Jon Lachlan Stewart, qu’on avait déjà pu apprécier en 2016 en M. Zero dans l’excellent Le joueur, offre une performance exceptionnelle pour chacun des personnages qu’il incarne, changeant voix, physique, accent et occupation de l’espace tout en maintenant la connexion entre eux. Sa narration se révèle captivante et terriblement efficace, faisant émerger les pensées des personnages pour peu à peu dévoiler les lieux et les situations qui les unissent, à la manière d’un film choral (on ne peut s’empêcher de tracer des parallèles avec Crash de Paul Haggis). L’auteur et comédien évoque par petites touches les aspirations, les envies et les souvenirs douloureux. Et c’est ainsi que se mettent implacablement en place les éléments du drame final.
Le langage cinématographique fait partie prenante de Big Shot, dans cette mise en scène de Georgina Beaty. On le reconnaît tant dans le vocabulaire employé par les personnages, que dans le style de description (on jurerait par moment voir le traveling dévoilant la scène du train) et dans le style visuel du spectacle. Chaque personnage se retrouve encadré dans un univers, représenté par une texture, une lumière, une image, comme autant de cadres de caméra ou de compartiments de train, toujours fermés sur eux-mêmes.
Au-delà du drame qui unit les personnages et de leur grande solitude, la pièce aborde de front le besoin viscéral des humains de connecter avec autrui, de communier pendant un moment, de faire partie d’un tout. N’est-ce pas d’ailleurs pour cette raison qu’on se réunit dans une salle, dans le noir, pour voir un film… ou assister à une pièce de théâtre, comme le souligne malicieusement l’auteur?

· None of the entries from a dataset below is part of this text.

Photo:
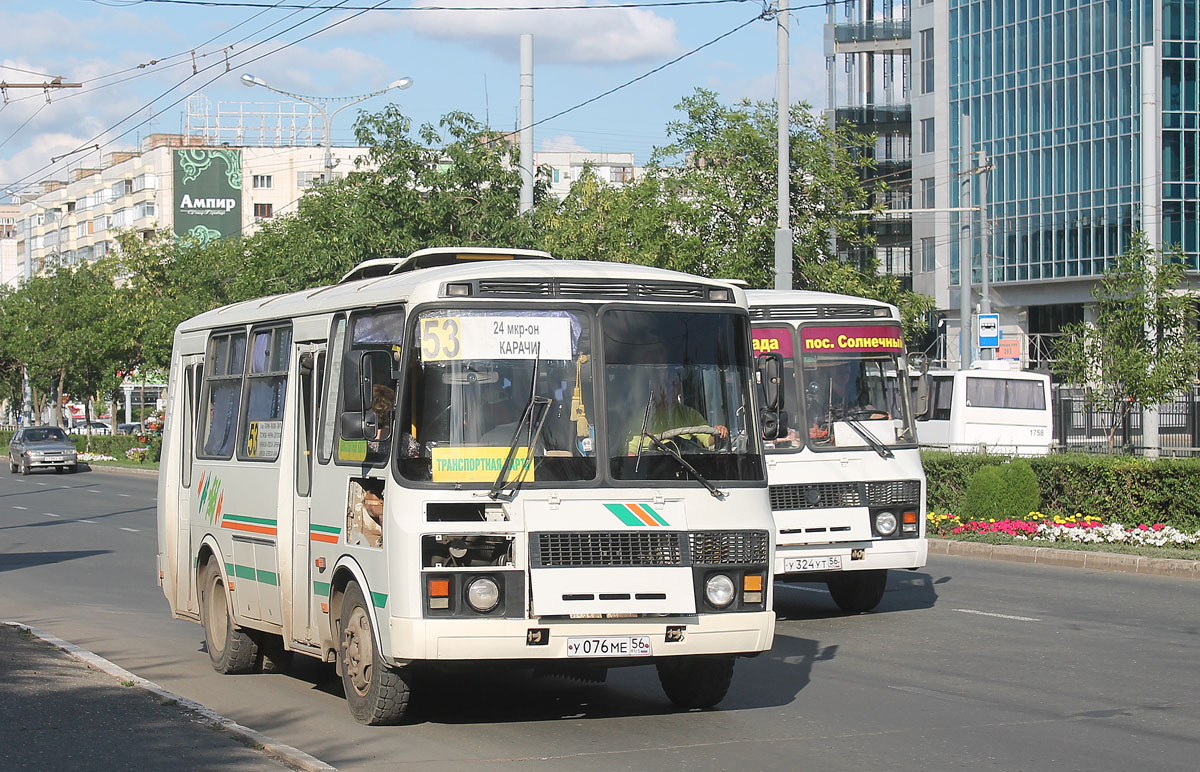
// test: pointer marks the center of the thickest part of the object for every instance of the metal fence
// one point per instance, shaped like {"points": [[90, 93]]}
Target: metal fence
{"points": [[1098, 430]]}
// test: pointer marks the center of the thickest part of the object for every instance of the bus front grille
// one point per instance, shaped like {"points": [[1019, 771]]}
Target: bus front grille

Big Shot parle aussi de la difficulté de communiquer, de se faire entendre ou même comprendre, et des barrières sociales et culturelles qui se dressent, on qu’on dresse, entre nous. Parfait bilingue, le comédien et auteur navigue sans difficulté d’une langue à l’autre, ajoutant même quelques phrases en japonais, et s’amuse avec les surtitres et le public en se jouant du quatrième mur. De fait, cette version bilingue (même trilingue) enrichit le discours d’une façon qui paraît si naturelle qu’on jurerait que la pièce a été écrite ainsi.
Dotée d’une trame multicouche parfaitement maîtrisée et menée par le grand talent d’acteur de Lachlan Stewart, Big Shot offre un mariage réussi du théâtre et du cinéma.